A União Europeia aprovou nesta sexta-feira o acordo comercial com o Mercosul, bloco formado por Brasil, Argentina, Paraguai e Uruguai, encerrando mais de 25 anos de negociações. O tratado, considerado um dos maiores acordos de livre comércio da história, visa eliminar tarifas sobre a maioria dos produtos negociados entre os dois blocos e ampliar o comércio e investimentos.
A decisão dos países membros da UE abre caminho para a assinatura formal do tratado, prevista para as próximas semanas, e para a votação final no Parlamento Europeu, que deve ocorrer entre abril e maio de 2026. O pacto permitirá que os países do Mercosul acessem um mercado de cerca de 450 milhões de consumidores europeus, enquanto a UE terá maior presença em setores estratégicos do bloco sul-americano.
Impactos econômicos e setores beneficiados
O acordo deve eliminar tarifas estimadas em €4 bilhões por ano, fortalecendo o comércio em setores como agricultura, indústria automotiva, química e serviços. Para o Mercosul, especialmente Brasil e Argentina, o tratado representa uma oportunidade de aumentar exportações de produtos como carne, açúcar, soja e aves, além de atrair investimentos europeus em tecnologia e infraestrutura.
Segundo analistas, a integração comercial pode gerar crescimento econômico sustentável, aumentar a competitividade e criar empregos em ambos os blocos.
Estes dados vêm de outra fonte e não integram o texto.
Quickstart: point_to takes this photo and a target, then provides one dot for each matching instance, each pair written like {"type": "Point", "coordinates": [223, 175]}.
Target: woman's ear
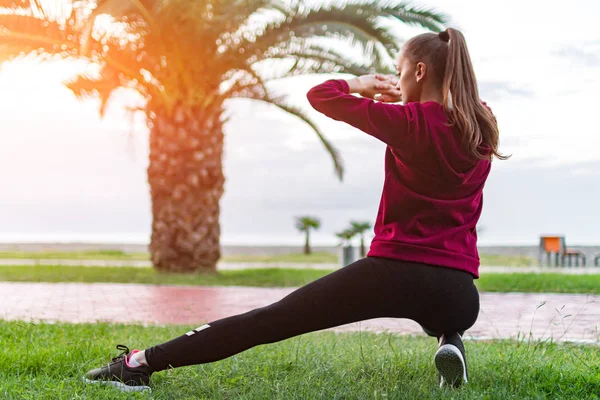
{"type": "Point", "coordinates": [420, 71]}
O volume de comércio entre UE e Mercosul ultrapassou €111 bilhões em 2024, e o acordo tende a ampliar significativamente esse fluxo.
Resistência e salvaguardas
Apesar do avanço, o tratado enfrenta resistência interna na Europa. França, principal potência agrícola, votou contra, argumentando que os termos ainda não protegem suficientemente os agricultores locais. Protestos de sindicatos e movimentos sociais ocorreram em várias capitais europeias, com bloqueios de estradas e manifestações denunciando a entrada de produtos agrícolas de baixo custo que poderiam prejudicar o setor local.
Para contornar críticas, a UE incluiu mecanismos de salvaguarda, permitindo suspender temporariamente benefícios tarifários caso importações afetem setores sensíveis. Esses dispositivos foram decisivos para garantir apoio de países como Itália, que condicionou seu voto à inclusão dessas proteções.
Caminho para a ratificação e repercussão global
Após a aprovação pelos governos da UE, o acordo ainda precisará ser ratificado pelo Parlamento Europeu para entrar em vigor. Especialistas afirmam que, se plenamente implementado, o tratado poderá redefinir a dinâmica comercial global, fortalecendo a relação transatlântica e criando um bloco econômico capaz de rivalizar com Estados Unidos e China.
O pacto também representa um marco diplomático e político, demonstrando a capacidade do Mercosul de negociar em pé de igualdade com grandes blocos globais e abrindo caminho para futuras parcerias estratégicas com outros países e regiões.